Howes, who is taking over the varsity program this fall for former coach Scott Booker, is a 2011 Century graduate who played soccer and tennis for the Knights. He coached the junior varsity boys soccer team last season prior to taking the varsity coaching position, and also has two years of experience coaching Century’s boys tennis team.
After he graduated from high school, Howes served as a program assistant to help coach goalkeepers or wherever he was needed.
“I was itching to get back,” Howes said. “It’s a great opportunity for me as a young guy to relate to the kids and I’m excited to see what we can accomplish this year with some young kids, some older kids. To have the opportunity to coach a varsity program anywhere is important to me and something I look forward to.”

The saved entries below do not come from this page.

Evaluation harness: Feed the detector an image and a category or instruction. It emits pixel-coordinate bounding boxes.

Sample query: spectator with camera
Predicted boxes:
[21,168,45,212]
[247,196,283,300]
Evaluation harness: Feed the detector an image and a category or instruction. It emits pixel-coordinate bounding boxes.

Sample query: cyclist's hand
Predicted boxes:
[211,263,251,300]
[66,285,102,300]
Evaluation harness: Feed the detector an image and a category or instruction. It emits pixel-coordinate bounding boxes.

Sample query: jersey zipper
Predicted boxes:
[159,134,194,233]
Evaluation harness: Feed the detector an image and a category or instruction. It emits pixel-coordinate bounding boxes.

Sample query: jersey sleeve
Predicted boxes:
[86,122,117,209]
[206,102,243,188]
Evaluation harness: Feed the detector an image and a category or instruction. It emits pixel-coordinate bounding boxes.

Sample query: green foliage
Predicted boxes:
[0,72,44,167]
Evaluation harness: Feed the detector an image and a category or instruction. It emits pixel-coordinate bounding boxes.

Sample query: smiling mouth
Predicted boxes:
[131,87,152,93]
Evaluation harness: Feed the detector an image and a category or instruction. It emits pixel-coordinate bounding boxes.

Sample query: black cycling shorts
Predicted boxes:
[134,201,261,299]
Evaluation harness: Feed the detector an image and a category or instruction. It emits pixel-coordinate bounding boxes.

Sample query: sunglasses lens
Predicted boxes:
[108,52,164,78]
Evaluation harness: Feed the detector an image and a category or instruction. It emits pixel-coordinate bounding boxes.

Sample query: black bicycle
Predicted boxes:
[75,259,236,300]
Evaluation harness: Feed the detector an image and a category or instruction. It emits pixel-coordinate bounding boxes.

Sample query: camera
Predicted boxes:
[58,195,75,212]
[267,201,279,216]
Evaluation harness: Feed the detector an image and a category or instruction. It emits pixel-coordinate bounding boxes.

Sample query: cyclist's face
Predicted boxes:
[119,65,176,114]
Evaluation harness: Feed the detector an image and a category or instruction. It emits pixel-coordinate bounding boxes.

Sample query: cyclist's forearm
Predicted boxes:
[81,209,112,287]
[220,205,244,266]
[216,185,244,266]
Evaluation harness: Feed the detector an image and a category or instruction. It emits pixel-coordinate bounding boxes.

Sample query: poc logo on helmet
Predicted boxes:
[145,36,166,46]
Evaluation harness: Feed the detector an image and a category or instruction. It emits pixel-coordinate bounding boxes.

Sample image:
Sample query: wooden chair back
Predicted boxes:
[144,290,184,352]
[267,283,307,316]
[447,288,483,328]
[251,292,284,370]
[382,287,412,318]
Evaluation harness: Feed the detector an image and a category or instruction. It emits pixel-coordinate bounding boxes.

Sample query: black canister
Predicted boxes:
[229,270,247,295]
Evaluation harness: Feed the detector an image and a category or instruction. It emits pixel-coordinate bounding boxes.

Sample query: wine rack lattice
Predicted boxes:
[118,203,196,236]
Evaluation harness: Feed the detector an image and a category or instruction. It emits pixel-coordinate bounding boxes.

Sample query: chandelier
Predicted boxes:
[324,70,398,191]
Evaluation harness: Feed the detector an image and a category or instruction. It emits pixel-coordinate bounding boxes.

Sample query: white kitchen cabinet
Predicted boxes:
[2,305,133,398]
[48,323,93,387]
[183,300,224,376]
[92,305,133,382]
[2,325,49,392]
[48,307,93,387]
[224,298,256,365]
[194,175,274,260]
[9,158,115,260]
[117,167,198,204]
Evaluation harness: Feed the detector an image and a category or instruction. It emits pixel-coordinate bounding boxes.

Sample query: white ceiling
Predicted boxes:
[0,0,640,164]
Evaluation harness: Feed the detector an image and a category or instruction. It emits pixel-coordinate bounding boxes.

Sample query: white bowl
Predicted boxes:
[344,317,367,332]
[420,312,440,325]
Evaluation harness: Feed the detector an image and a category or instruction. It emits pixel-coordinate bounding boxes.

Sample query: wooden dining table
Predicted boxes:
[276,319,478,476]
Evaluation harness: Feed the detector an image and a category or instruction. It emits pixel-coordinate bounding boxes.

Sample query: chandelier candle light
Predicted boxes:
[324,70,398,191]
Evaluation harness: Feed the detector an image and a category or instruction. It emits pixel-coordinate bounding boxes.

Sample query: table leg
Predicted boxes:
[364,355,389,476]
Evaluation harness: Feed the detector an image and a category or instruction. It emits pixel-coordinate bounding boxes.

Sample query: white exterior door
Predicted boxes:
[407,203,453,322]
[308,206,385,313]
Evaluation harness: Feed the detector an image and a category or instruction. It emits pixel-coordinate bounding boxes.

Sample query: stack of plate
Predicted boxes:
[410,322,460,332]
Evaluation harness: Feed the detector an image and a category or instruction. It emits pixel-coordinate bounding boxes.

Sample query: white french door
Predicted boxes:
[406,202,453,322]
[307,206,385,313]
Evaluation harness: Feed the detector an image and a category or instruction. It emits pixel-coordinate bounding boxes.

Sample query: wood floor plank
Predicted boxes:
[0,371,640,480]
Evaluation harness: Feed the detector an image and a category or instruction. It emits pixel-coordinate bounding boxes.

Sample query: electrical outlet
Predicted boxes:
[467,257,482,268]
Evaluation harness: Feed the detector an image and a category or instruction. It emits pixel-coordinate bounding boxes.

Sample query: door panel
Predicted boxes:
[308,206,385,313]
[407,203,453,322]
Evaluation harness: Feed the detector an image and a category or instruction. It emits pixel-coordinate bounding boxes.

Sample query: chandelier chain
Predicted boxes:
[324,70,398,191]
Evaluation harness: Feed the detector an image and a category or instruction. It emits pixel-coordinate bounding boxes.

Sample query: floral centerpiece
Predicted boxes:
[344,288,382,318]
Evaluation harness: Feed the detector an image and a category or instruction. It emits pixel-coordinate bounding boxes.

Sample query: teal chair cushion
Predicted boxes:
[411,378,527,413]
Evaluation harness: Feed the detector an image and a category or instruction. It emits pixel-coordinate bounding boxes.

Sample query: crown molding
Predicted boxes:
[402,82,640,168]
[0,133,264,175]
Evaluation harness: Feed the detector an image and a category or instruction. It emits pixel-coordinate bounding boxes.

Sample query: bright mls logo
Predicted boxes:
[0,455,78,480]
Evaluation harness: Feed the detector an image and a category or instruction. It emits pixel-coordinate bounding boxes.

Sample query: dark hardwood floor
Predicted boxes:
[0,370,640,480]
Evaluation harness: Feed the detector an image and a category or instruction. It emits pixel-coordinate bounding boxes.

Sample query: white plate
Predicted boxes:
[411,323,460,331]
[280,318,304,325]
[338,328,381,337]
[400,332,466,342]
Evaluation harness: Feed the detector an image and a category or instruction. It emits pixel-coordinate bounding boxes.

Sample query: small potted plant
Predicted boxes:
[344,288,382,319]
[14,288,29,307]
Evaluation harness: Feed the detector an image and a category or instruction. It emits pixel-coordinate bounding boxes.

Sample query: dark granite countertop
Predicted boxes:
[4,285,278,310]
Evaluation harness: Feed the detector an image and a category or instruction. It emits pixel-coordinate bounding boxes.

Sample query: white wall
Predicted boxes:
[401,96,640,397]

Century senior midfielder Alex Grasso called Howes the “dad” of the Knights’ family and anticipates working with him.
“The work ethic for Coach Howes, how he connects with everyone and kind of acts like he’s on the team makes it easy to do drills,” said Knights midfielder Jackson Glenn. “You know you’ll have his trust during games and everything, so it’s easy to connect with him.”
Century went 53-31-9 in six seasons under Booker and made an appearance in the state semifinals in 2017. The Knights won a state championship in 2003 and made two other appearances in the state semifinals in 2006 and 2009 — the last time they won a county crown.
Century finished 10-3, 4-2 in the county last fall and advanced to the Class 2A West Region sectional final before falling to eventual state champion Oakdale.
Howes said he is prepared to lead the program and continue the success that was built and maintained by Booker, but added that the kids are what help make the program so special. The numbers are smaller and the players are younger, but Glenn and Grasso are confident in Howes’ ability to lead the team to success.
“I think with him being a part of Century at one time and his team going pretty far, he wants to beat that constantly,” Glenn said. “He’s constantly wanting more so he’s going to push us to the next level.”
Grasso earned Times second-team all-county honors as a junior last season, along with Mason Motter and Dylan Hairfield. Sterling Mead, a midfielder, represented the Knights on the first team before graduating in 2019.
“I give a lot of thanks to Booker] and to my volunteer coaches that are here running this so I’m looking forward to getting after it,” Howes said. “Obviously the goal every year is a state championship and we haven’t had one since ’03. I’m not sure we have the team to do it right now, but I’m hoping to get them there, that’s my goal.”
Howes has garnered experience coaching two completely different sports between soccer and tennis. Soccer is much more intense, he said, and it takes up more of his head space. Tennis, on the other hand, still requires a lot of preparation and concentration to yield successful results.
“These games are going to be a little bit more high leverage than I’m used to but I can’t wait for that,” Howes said. “Playing for a county crown, a regional crown, and even a state crown is something I’ve been looking forward to since I stopped playing.”